30 Years Later, Baylor Habitat Still Breaks Ground

Members of Baylor's Habitat for Humanity chapter cut a two-by-four to be put into the frame of a house for a family in need. Courtesy Art

By Pablo Gonzales | Assistant News Editor

This fall, the Baylor chapter of Habitat for Humanity celebrates 30 years as a collegiate chapter. Since its founding, the organization has dedicated itself to providing homes for those in need in the greater Waco area.

According to the Baylor Habitat for Humanity website, collegiate chapters are student-run organizations that partner with affiliate Habitat for Humanity groups in their area. Since the chartering of the first chapter, chapters have formed across the country with the mission to eliminate substandard housing. As the first collegiate chapter, the Baylor chapter has paved the way for over 800 campus charters in 35 countries.

Dr. Charles McDaniel, associate professor in the Baylor Interdisciplinary Core and church-state studies and the adviser of the Baylor chapter of Habitat for Humanity said he is incredibly proud to see the chapter serve the Waco community.

Since the Baylor chapter was the first in the nation, McDaniel said that the chapter serves as a model for other collegiate chapters across the United States in its 30 years of existence.

“Having attended various Habitat for Humanity conferences and events over the years, it’s obvious that the Baylor chapter of Habitat for Humanity is still regarded as a model for other colleges and universities,” McDaniel said. “Our student leadership has done an excellent job of consistently promoting the values and visions of both Baylor and Habitat for Humanity.”

For Austin senior and president Lauren Guida, her favorite part about being a member of Habitat for Humanity is meeting the families who will live in the home and seeing the process of building a house from beginning to end.

“My favorite part is the people I meet and the stories they tell but also the feeling you get when you see the reaction of the families who will move into the home,” Guida said. “Seeing the process of how the home comes out of nothing and how each task that is completed gets us one step closer to finally building a finished home.”

The Baylor chapter of Habitat for Humanity has worked with Waco Habitat for Humanity to serve the housing needs of the Waco area.
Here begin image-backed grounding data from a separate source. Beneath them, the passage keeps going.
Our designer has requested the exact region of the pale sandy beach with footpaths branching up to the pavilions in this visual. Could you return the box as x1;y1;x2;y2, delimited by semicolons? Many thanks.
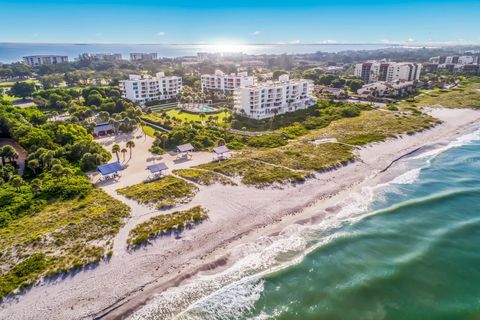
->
0;109;480;319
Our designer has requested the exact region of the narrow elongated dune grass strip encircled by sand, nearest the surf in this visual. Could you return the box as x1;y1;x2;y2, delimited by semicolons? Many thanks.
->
127;206;208;247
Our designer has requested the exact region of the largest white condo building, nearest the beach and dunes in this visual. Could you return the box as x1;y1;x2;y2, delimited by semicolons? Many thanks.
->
234;75;317;119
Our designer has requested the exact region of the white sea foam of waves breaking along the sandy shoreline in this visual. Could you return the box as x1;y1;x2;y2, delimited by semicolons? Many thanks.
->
131;126;480;320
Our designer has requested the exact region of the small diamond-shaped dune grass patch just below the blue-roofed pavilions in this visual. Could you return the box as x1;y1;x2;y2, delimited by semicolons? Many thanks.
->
117;175;198;209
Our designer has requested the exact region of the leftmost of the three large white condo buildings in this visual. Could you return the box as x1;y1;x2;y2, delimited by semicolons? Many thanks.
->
120;72;182;105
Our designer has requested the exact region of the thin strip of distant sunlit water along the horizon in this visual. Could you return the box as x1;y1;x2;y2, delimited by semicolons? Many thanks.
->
0;43;394;63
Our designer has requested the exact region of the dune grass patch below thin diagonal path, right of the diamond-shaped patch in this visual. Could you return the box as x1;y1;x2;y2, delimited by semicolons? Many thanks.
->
198;158;307;188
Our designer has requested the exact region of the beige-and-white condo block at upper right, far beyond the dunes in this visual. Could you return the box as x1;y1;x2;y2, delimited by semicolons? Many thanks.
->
354;61;422;83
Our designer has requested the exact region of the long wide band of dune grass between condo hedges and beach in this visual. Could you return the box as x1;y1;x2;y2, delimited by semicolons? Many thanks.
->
193;110;440;188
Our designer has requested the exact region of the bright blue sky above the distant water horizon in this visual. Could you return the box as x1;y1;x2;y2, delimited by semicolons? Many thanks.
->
0;0;480;44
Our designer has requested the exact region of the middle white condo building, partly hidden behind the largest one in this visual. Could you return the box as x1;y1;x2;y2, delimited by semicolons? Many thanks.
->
201;70;255;91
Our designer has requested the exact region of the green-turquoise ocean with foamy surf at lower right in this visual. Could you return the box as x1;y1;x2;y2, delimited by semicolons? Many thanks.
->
132;126;480;320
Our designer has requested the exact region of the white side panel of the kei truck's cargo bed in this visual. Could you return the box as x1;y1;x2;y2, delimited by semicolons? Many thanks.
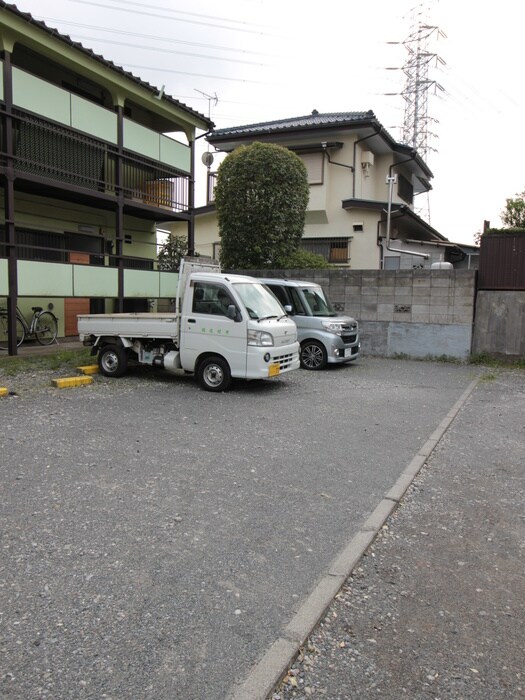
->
78;313;179;340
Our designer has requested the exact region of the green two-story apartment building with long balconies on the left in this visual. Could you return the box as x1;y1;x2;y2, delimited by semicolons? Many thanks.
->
0;0;213;352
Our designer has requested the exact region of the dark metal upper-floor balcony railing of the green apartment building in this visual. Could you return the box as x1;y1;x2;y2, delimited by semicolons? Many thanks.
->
1;114;189;212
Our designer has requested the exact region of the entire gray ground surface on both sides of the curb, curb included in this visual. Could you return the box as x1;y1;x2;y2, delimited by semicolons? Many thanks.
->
0;358;525;700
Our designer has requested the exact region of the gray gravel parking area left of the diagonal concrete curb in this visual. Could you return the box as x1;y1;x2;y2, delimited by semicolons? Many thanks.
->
0;358;478;700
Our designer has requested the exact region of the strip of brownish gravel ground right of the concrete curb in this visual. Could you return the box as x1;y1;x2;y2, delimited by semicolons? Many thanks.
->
272;371;525;700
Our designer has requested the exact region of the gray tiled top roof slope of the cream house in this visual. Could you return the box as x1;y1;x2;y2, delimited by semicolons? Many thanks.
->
208;110;376;141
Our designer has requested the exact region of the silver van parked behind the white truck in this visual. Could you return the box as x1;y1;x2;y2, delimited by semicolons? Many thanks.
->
260;278;361;369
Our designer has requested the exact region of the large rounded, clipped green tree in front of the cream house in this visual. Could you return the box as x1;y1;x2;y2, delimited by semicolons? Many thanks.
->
215;143;309;269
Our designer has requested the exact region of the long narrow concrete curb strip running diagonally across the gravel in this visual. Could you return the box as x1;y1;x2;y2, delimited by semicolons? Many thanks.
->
229;375;481;700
Guida believes it is important for students to get involved because they can help be a part of the solution to the need for quality, sustainable housing in Waco.

“I think it is important that Baylor has a chapter because of the need in Waco,” Guida said. “The poverty rate here is higher than the national average, so a lot of people don’t have home. It is important for students to be a part of Habitat for Humanity to help the community they live in.”

The Baylor chapter of Habitat for Humanity meets once a month. To learn more, contact Lauren Guida, president at lauren_guida@baylor.edu

For the Baylor chapter of Habitat for Humanity, a house is not just a home, its hope.